The official Justice Department report into the May 24, 2002 mass shooting at Robb Elementary School in Uvalde, Texas, finds police at fault for “cascading failures” in their response to a gunman who killed 19 children and two adults. The report says police waited far too long to confront the gunman and acted with “no urgency” to deal with him. Moreover, law enforcement officials “repeatedly communicated inaccurate information” to families, trying to spread blame and claim glory.

[the report] catalogs a sweeping array of training, communication, leadership and technology problems that federal officials say contributed to the crisis lasting far longer than necessary. All the while, the report says, terrified students inside the classrooms called 911 and agonized parents begged officers to go in.

“I told the families gathered last night what I hope is clear among the hundreds of pages and thousands of details in this report: Their loved ones deserved better,” Attorney General Merrick Garland said at a news conference in Uvalde on Thursday after briefing family members on the Justice Department’s findings. …

“An active shooter with access to victims should never be considered and treated as a barricaded subject,” the report says, with the word “never” emphasized in italics.
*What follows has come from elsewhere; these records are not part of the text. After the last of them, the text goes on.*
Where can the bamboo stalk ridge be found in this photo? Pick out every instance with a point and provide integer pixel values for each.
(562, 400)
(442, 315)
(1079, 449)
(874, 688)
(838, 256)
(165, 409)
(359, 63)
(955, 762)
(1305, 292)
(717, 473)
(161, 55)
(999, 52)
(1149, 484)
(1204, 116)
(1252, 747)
The police refused to go in because they decided their own safety was more important than the lives of children, and they made unwarranted assumptions (for example that the shooter was barricaded) that let them pretend they were in significant danger. It’s the inevitable dead end of decades of cultlike policing training and policy built around fantasies—and of political priorities that demands that police have no real duties, no real liabilities and no real accountability. There’s not much you can do about it except read this 610-page Uvalde report and go pound sand.

Feds eventually turned up and killed the gunman after 77 minutes of officious cowering by the locals.